Moderna COVID-19 Vaccine Receives FDA Approval

The company’s Spikvax vaccine was approved based on its submission that included efficacy and safety data approximately 6 months after second dose.


The Food and Drug Administration (FDA) officially approved Moderna’s COVID-19 vaccine, Spikevax. The approval means the vaccine is indicated for individuals 18 years and older for the prevention of COVID-19.

"Our COVID-19 vaccine has been administered to hundreds of millions of people around the world, protecting people from COVID-19 infection, hospitalization and death,” Moderna CEO Stéphane Bancel, said. “The totality of real-world data and the full BLA for Spikevax in the United States reaffirms the importance of vaccination against this virus.”

Moderna's vaccine has received approval by regulators in more than 70 countries, including Canada, Japan, the European Union, the UK, Israel, according to Moderna.

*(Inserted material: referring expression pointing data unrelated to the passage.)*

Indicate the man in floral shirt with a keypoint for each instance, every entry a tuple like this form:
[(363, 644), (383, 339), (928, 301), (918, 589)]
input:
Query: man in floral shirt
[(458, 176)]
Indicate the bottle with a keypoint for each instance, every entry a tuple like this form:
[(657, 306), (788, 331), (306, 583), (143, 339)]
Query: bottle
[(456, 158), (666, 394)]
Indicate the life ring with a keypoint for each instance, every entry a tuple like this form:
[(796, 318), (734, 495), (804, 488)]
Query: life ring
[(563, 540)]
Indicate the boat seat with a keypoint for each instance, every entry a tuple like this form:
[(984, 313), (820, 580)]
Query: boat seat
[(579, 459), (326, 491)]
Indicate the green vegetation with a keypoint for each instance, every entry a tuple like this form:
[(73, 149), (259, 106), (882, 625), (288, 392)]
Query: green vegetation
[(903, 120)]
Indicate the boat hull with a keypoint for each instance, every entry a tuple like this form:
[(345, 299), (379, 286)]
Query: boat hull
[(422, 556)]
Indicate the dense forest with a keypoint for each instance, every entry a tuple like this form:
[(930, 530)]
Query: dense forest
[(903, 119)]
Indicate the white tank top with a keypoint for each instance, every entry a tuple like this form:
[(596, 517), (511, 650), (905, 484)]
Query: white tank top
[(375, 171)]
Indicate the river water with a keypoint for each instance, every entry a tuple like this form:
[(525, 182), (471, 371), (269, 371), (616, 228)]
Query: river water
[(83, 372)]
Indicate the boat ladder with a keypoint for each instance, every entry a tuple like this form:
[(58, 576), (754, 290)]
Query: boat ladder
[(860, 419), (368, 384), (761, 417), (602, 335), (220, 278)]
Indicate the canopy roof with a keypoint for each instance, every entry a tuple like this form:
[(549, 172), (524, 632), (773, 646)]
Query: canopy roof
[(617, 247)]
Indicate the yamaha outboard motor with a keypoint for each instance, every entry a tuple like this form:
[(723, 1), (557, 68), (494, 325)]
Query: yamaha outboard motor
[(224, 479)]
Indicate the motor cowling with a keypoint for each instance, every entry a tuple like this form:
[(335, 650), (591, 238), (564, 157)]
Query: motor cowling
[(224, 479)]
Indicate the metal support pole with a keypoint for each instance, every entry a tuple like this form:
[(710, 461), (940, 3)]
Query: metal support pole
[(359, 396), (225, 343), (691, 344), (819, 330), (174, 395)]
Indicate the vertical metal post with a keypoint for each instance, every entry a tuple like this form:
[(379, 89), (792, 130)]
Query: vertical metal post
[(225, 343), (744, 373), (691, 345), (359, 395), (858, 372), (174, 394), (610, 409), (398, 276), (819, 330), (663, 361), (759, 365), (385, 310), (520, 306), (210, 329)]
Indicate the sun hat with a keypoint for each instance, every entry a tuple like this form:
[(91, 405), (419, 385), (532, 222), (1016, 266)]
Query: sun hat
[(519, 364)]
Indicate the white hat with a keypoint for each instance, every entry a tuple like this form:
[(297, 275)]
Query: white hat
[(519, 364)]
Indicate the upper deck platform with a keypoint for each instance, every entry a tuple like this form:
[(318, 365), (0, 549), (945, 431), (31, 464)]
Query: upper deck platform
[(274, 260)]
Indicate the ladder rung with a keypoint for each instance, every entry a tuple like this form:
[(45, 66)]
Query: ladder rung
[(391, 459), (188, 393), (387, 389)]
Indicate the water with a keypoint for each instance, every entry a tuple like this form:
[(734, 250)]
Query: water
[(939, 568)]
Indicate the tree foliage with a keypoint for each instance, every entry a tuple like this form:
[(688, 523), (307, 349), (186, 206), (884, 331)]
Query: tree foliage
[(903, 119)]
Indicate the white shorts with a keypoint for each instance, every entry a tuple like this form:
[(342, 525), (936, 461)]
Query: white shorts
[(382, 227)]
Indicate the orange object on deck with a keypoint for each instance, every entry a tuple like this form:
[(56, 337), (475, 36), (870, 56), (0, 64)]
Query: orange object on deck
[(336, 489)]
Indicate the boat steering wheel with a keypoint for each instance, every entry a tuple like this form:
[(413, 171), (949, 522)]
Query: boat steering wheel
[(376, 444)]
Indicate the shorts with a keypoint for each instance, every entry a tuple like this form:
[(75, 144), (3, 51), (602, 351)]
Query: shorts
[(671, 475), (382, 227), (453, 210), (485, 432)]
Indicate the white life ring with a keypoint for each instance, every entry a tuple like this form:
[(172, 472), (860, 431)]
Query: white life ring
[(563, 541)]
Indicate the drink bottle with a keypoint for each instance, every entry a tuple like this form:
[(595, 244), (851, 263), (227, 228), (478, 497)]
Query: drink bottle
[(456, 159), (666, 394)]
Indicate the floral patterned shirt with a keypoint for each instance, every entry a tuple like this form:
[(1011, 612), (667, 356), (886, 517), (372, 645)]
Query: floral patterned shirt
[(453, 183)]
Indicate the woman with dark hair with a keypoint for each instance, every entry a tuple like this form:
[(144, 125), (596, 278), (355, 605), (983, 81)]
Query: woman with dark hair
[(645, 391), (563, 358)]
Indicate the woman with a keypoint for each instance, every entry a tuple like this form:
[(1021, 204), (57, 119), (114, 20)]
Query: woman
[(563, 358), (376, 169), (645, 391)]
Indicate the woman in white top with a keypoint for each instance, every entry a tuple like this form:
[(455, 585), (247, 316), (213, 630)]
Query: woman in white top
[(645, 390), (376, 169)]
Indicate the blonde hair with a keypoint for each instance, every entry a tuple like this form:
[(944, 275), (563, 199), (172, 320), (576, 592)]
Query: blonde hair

Previously, the vaccine had been allowed to be administered in the US with an Emergency Use Authorization, which dated back to December 2020.

Last week, the company announced its latest study and had began dosing for its vaccine against the Omicron variant. Moderna’s phase 2 clinical trial for its Omicron-specific booster (mRNA-1273.529) vaccine candidate is an extension of an earlier study that will evaluate the immunogenicity, safety, and reactogenicity of this vaccine as a single booster dose in adults aged 18 years and older.

The company’s Omicron-specific booster candidate will include 2 cohorts:

  • One including participants who received the two-dose primary series of mRNA-1273;
  • And a second group for participants who received the 2-dose primary series and a 50 µg booster dose of mRNA-1273

"We are reassured by the antibody persistence against Omicron at 6 months after the currently authorized 50 µg booster of mRNA-1273,” Moderna CEO Stéphane Bancel, said then. “Nonetheless, given the long-term threat demonstrated by Omicron's immune escape, we are advancing our Omicron-specific variant vaccine booster candidate and we are pleased to begin this part of our phase 2 study."